TENS of thousands of Argentinians flooded the streets of major cities nationwide on Tuesday to protest against funding cuts to public universities.

Vast crowds in downtown Buenos Aires marched toward the government’s headquarters to denounce budget shortfalls which they say are eroding the financial foundation of the country’s higher education system.

Argentina’s public university system, which has produced five Nobel Prize laureates, is highly regarded having been tuition-free since 1949.

Congress passed a law last year to fund universities’ operational costs and raise teacher salaries in line with high inflation, but Javier Milei’s far-right government has tied up the legislation with court challenges.

Like his ally United States President Donald Trump, Mr Milei routinely attacks university campuses as bastions of “woke” indoctrination.

He has slashed public education funding in a sharp break from what he describes as decades of reckless spending that spawned corruption under his predecessors.

Tuesday’s protest gathered people of all ages and political persuasions, as Mr Milei faces declining approval ratings over slumping economic activity, plummeting wages and soaring unemployment.

The president’s undersecretary for university policies, Alejandro Alvarez, blasted Tuesday’s march as “completely political” and said the government had compensated universities for higher operating costs.

Unions have rejected the small increases as insufficient.

In seeking to annul the legislation, Mr Milei’s administration argues that it fails to specify how the state will supply the mandatory funding increases in a time of harsh fiscal austerity.

The case is expected to go to the Supreme Court. Student protesters called on judges to “listen to the outcry throughout the country’s public squares” on Tuesday.

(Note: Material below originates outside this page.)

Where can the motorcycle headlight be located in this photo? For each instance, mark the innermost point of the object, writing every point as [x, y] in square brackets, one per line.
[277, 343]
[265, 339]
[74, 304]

University professors’ pay cheques have declined by roughly 33 per cent, after accounting for high inflation, since Mr Milei took power in late 2023, according to the main teachers’ federation.

Annual inflation in Argentina consistently runs above 30 per cent.

The rector of the prestigious University of Buenos Aires, Ricardo Gelpi, said steep losses in purchasing power have driven at least 580 research professors in the engineering and science departments to ditch the public system for private universities or other better-paying jobs.

“It’s very clear this government is determined to defund public education,” said Sol Muniz, a law student at the University of Buenos Aires at the march. “University is a source of pride for us. It is the best thing we have.”